Frontline dispatch, using Node for data munging


I’ve been working with “very large” amounts of data recently, primarily in parsing ~5 million rows of geospatial data from buses via the MTA OBA Bustime API project. You can read more on this by clicking on pretty much any of my prior posts from the past few months. When I started this project, I began by adapting a friend’s code that was parsing the MTA results at ~30 second intervals and then passing on the cleaned data points to temporary storage on Azure’s blob/contiainer service (an equivalent of AWS S3, for those more familiar with that). There is also a second process, an “archiver,” that will scoop up a day’s worth of results, prune for duplicates, and write the compressed results to another container. When that is finished, it removed the handled CSVs from the temporary storage container.

This scraping process, as I mentioned, can ultimately be handling 300,000-400,000 rows of data per hour and over 5 million unique local points per hour. Looping over and handling this data requires a language that is designed to efficiently handle these processes. When I started the project, I was just coming off of two Node/Angular projects (well, actually, the prior one was a “Djangular” application - Django and Angular on the front - but, through it, I had become familiar with Node through some other work). I was on a “Node-high” of sorts and wanted to continue using it on this project.

Needless to say, it’s been overly difficult. The most frustrating discovery was, last week, when I discovered that Node is lazy in terms of grabage collecting. The intent behund this is to help improve performance and, while I know very little about language otimization (correction: nothing), I did run into barriers as a result of the consequences of this designed decision. I’m running a VM to run the archive function on a D1 tier service through Azure. This means I have a box with ~50 GB and 3.5GB of RAM. It was this situation, in fact, that did originally make me think Node might provide some advantages. Initially, I had performed all the parsing and duplicate removal in memory. I would load all of a day’s location values into memory, and then iterate over them, creating a duplicate of the object that filtered out values I deemed unneeded or duplicates.
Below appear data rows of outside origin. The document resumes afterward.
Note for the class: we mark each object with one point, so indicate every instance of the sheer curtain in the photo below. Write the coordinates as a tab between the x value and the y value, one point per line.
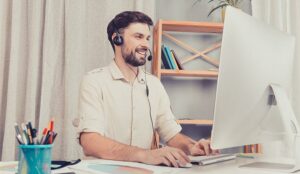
285	15
45	48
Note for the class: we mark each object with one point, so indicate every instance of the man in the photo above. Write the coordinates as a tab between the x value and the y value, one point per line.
121	106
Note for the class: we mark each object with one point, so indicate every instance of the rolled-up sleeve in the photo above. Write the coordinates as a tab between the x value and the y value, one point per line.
91	114
167	126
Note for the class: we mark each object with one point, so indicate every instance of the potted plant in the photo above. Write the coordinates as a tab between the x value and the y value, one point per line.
222	4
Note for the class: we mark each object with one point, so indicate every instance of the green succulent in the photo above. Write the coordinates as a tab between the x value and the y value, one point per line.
223	3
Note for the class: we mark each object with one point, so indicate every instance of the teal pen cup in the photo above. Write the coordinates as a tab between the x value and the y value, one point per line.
35	159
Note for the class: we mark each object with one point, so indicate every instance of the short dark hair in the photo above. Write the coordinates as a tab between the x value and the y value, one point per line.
123	20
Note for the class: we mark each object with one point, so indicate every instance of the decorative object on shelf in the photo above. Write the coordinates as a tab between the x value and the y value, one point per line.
221	4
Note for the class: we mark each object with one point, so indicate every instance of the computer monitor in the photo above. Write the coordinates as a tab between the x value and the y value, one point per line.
255	75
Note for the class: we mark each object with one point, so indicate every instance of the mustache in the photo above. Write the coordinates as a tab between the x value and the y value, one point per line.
142	50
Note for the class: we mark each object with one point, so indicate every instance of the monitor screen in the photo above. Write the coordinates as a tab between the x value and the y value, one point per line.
253	56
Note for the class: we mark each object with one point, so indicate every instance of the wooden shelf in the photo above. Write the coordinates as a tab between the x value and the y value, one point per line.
161	28
197	122
180	26
189	73
195	27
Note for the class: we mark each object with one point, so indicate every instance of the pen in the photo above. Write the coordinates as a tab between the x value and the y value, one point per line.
54	136
43	136
24	135
29	134
34	136
18	136
51	131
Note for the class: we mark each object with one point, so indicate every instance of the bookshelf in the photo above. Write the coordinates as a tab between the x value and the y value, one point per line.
159	31
163	26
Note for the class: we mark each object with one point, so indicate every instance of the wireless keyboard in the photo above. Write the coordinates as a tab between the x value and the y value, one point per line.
211	159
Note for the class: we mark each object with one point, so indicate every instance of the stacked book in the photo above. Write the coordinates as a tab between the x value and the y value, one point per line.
170	59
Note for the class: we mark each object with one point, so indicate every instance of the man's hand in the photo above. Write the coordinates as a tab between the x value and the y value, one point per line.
202	147
167	155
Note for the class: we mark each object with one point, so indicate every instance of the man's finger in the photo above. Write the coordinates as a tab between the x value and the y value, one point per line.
205	146
171	158
180	159
166	162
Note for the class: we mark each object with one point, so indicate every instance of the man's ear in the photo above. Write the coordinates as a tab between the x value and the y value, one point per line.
113	36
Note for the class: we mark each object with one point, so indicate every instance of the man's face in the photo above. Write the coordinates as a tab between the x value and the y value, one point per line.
136	43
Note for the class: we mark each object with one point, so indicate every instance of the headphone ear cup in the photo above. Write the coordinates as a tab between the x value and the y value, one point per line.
118	40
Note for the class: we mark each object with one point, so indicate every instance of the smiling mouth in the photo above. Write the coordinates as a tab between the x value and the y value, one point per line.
142	52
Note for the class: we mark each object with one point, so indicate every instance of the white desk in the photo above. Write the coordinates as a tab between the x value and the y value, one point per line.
229	167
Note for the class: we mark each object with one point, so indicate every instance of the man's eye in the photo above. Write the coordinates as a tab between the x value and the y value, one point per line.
139	37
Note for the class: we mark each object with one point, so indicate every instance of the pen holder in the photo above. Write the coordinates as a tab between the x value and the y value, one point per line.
35	159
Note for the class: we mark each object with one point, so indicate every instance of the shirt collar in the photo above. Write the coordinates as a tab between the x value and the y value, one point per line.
118	75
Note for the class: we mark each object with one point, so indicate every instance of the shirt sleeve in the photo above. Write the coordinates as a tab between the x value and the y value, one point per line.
167	126
91	114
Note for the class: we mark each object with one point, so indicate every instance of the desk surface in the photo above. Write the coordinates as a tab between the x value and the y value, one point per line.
228	167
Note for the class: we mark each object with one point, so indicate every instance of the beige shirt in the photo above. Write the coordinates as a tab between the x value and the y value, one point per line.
114	108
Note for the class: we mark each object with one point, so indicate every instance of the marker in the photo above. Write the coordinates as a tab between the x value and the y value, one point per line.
54	136
34	136
43	136
24	135
29	134
18	136
51	131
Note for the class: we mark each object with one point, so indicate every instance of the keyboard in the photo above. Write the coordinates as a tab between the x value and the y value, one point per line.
211	159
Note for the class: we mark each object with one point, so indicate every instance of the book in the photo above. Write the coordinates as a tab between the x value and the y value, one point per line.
177	60
169	55
164	58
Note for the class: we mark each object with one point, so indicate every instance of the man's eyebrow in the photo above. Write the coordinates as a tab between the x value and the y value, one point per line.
137	33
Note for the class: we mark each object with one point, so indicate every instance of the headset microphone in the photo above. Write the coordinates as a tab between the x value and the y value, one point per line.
150	55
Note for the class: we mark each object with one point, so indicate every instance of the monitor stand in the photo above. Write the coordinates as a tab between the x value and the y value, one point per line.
292	128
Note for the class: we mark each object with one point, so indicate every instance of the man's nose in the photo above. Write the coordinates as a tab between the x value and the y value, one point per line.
146	43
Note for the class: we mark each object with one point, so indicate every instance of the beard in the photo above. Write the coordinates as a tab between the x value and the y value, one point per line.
132	59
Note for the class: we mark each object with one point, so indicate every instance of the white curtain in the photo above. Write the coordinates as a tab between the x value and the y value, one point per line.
45	48
284	15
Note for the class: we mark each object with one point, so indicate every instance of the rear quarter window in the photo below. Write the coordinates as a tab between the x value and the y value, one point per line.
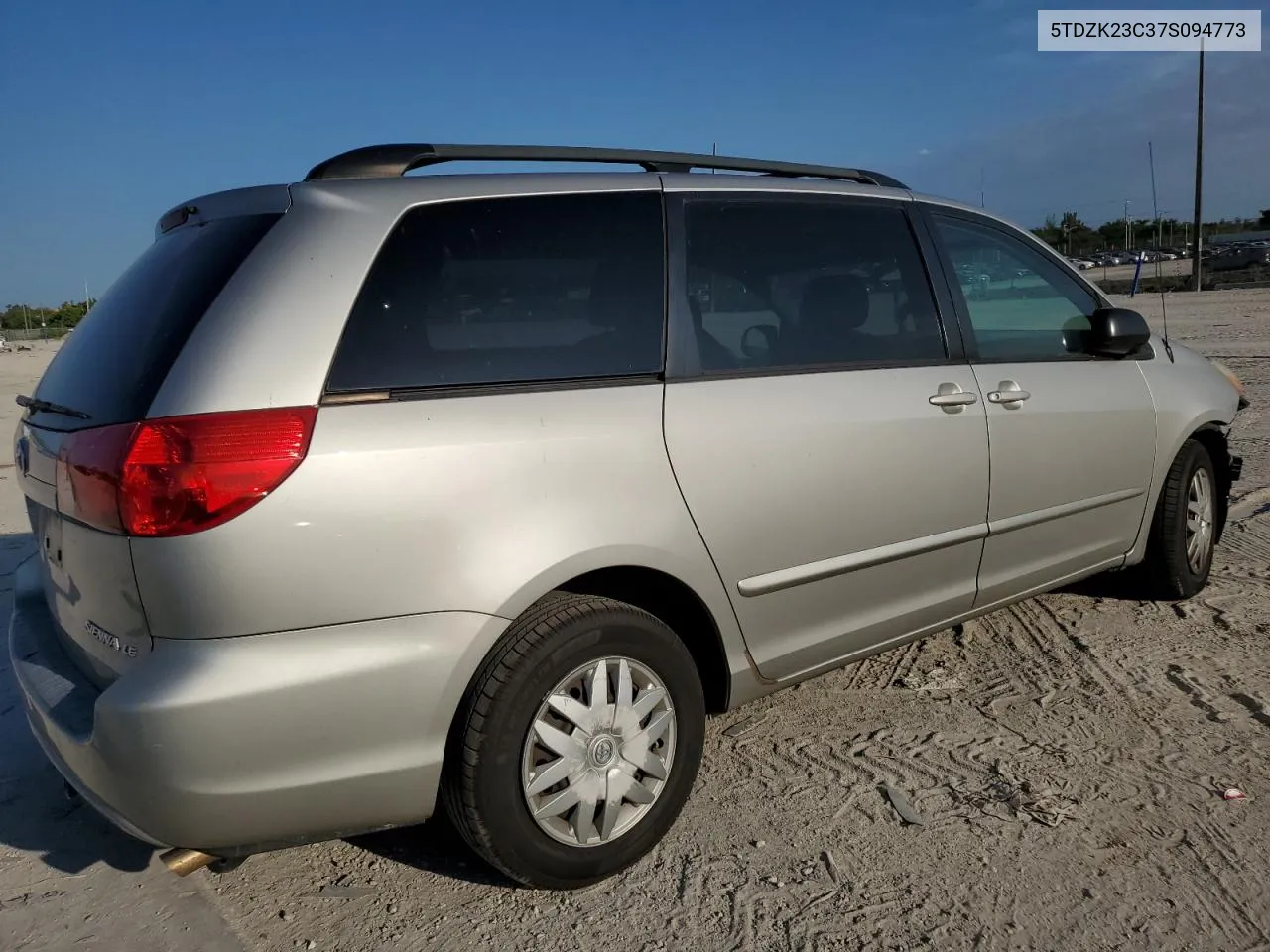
113	365
511	290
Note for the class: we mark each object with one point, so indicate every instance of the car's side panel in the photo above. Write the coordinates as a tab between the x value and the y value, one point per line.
842	509
1189	394
1074	457
1071	468
426	506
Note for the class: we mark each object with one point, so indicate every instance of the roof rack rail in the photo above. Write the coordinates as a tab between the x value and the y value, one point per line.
397	159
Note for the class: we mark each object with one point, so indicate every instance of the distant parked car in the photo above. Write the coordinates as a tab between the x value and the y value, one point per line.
1241	258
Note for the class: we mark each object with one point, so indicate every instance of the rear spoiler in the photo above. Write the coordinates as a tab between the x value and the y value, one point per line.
258	199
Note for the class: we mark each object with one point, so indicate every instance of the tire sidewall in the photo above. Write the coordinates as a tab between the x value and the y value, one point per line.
1191	581
498	791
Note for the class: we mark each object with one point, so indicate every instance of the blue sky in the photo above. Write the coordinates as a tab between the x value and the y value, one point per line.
116	112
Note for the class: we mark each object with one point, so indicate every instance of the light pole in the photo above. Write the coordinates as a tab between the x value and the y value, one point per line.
1199	175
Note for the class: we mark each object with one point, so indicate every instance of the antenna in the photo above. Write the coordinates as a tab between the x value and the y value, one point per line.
1160	282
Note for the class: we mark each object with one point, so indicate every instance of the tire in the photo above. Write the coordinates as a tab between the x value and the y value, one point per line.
1169	569
494	770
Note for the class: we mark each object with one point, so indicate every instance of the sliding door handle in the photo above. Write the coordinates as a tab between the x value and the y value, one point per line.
957	399
1008	397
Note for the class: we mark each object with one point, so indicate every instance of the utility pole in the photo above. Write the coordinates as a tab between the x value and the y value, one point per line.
1199	175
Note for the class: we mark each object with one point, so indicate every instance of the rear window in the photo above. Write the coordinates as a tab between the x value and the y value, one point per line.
511	290
117	358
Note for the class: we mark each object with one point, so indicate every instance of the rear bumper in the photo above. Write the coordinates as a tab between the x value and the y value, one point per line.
232	746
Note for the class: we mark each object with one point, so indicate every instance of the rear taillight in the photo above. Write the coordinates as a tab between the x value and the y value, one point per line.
180	475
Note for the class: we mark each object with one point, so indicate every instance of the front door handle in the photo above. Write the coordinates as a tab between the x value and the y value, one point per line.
956	399
1007	395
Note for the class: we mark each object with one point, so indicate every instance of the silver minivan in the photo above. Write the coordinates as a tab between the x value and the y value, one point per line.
377	492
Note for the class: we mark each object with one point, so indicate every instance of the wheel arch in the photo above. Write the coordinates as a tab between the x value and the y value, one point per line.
1209	430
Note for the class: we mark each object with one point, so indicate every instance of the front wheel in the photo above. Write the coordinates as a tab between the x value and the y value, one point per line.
1184	530
578	743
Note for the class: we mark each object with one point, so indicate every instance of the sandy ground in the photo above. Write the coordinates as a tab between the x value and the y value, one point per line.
1066	758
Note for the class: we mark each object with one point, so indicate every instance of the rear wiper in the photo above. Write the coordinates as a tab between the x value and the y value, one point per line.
50	407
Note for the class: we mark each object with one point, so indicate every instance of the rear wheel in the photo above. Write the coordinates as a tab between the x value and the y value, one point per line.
1184	530
578	743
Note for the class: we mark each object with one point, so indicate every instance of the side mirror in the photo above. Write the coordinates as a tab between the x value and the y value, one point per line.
1115	331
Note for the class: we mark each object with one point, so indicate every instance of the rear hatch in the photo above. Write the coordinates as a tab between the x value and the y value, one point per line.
68	444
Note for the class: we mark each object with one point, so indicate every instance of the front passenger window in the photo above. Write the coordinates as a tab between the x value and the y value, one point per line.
1021	304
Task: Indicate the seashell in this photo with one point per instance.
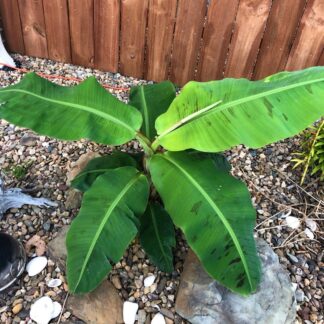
(158, 319)
(148, 281)
(44, 309)
(129, 312)
(36, 265)
(52, 283)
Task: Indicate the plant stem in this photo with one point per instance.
(145, 143)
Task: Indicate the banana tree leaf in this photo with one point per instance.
(84, 180)
(157, 236)
(214, 211)
(69, 113)
(152, 100)
(214, 116)
(106, 224)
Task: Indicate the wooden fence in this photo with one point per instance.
(179, 40)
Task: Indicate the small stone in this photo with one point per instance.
(138, 283)
(299, 295)
(292, 222)
(292, 258)
(309, 233)
(141, 316)
(36, 265)
(158, 319)
(129, 312)
(148, 281)
(17, 308)
(311, 225)
(116, 282)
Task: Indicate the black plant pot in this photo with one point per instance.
(12, 260)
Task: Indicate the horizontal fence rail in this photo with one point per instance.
(180, 40)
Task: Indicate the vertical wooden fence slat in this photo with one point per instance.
(249, 27)
(278, 38)
(187, 39)
(161, 21)
(57, 30)
(309, 42)
(133, 25)
(106, 34)
(321, 59)
(217, 35)
(81, 31)
(33, 27)
(12, 26)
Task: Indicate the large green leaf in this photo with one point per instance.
(100, 165)
(157, 236)
(214, 116)
(214, 211)
(69, 113)
(152, 100)
(106, 224)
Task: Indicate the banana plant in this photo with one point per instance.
(180, 179)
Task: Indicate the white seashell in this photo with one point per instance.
(309, 233)
(158, 319)
(54, 283)
(57, 308)
(129, 312)
(42, 310)
(148, 281)
(311, 225)
(292, 222)
(36, 265)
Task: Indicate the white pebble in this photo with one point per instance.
(148, 281)
(158, 319)
(36, 265)
(292, 222)
(309, 233)
(43, 310)
(311, 225)
(129, 312)
(54, 283)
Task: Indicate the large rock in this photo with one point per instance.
(200, 299)
(102, 306)
(57, 248)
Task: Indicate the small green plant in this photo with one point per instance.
(181, 166)
(19, 171)
(312, 152)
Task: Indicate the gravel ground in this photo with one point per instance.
(268, 172)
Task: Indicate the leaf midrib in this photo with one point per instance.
(218, 212)
(73, 105)
(156, 230)
(145, 113)
(109, 212)
(238, 102)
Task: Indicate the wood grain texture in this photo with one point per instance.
(279, 36)
(106, 34)
(81, 31)
(217, 35)
(321, 59)
(309, 42)
(57, 30)
(187, 39)
(33, 27)
(249, 28)
(161, 19)
(11, 24)
(132, 44)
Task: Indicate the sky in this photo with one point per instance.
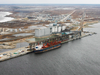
(49, 1)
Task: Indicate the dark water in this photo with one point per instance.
(79, 57)
(18, 45)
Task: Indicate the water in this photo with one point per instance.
(18, 45)
(23, 34)
(3, 18)
(79, 57)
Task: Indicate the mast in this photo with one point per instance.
(82, 21)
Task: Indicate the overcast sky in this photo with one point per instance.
(49, 1)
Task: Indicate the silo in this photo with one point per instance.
(59, 29)
(63, 27)
(47, 31)
(53, 29)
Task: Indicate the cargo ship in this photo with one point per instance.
(47, 47)
(51, 37)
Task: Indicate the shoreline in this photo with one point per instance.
(5, 19)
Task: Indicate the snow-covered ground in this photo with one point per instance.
(3, 18)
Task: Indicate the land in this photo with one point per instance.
(26, 16)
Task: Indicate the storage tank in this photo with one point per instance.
(59, 29)
(53, 29)
(47, 31)
(63, 27)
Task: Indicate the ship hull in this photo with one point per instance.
(47, 49)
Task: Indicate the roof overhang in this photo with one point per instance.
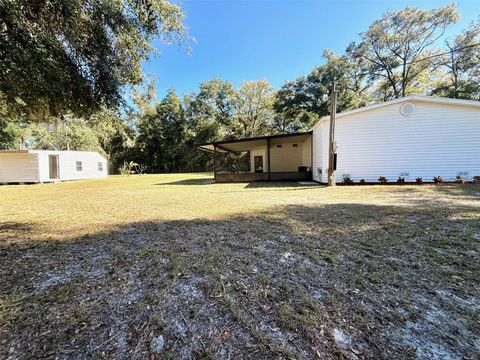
(247, 144)
(419, 98)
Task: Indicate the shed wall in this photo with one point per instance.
(18, 167)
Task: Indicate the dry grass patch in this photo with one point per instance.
(172, 266)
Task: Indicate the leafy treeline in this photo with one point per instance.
(402, 53)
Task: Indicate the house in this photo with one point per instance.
(38, 166)
(410, 137)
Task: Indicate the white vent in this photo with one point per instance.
(407, 109)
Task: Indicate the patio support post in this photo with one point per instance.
(215, 163)
(268, 158)
(331, 147)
I figured one advantage of Node in this situation is the plethora of streaming services Node provides. Instead of loading all the data directly into memory, I would stream the data in row by row, process those attributes, dump them, and proceed. This did, by and large, work. I would stream data into a CSV using Node’s handy File Service library. I then went to improve the process by removing CSV from the equation and writing to a SQLite database that would automatically allow me to query for a results table that did not include the unwanted rows.

This, by the way, introduced its own host of nuisances, namely that SQLite3 (what I am using) does not allow batch inserts over 500 rows long. As a result, the array of rows from each parsed CSV from the temporary Azure cloud service needed to be reduced into a sub-array of <500 row objects. Then, each insert would call the next “batch” as a callback. At any rate, this is besides the point. Moving back to the issue of Node - I am currently embroiled in a new issue which has to do with handling the cleaned results. I run a query into SQLite3 as such:

SELECT * FROM temp WHERE rowid IN (SELECT MIN(rowid) FROM temp GROUP BY timestamp, trip_id);

The result of this is roughly ~3 million rows of unique location points, in row form. By running this SQL query with the library node-sqlite3, maintained by the talented folks over at Mapbox, I was hoping to be able to again create a sort of streaming mechanism. Tragically, there appears to likely be a leak in the function, db.each(), that would have allowed me to accomplish this. I have opened an issue about it and hope to hear back at some point regarding this issue. I would like to be able to run this function, really. As it stands, I think that the solution will be that I need to load all the results into memory. The whole SQLite3 database weighs in at ~400mb tops, so a ~300mb result from the query, say, will not be unreasonable and will be much improved over the processes that happened before. That said, it is unfortunate as it undermines one of the prime reasons I was initially intrigured by Node in this use case - the heavy support for streaming data in and out of an application.

To conclude, I’d say that the combination of lazy garbage collection leading to excessive memory use and relatively young and untests libraries can make performing computationally intense operations over large amounts of data prone to errors outside of one’s control, compared to languages where folks typically congregate to perform these types of tasks and have created tools and a language structure that is focused on controlling against these situations.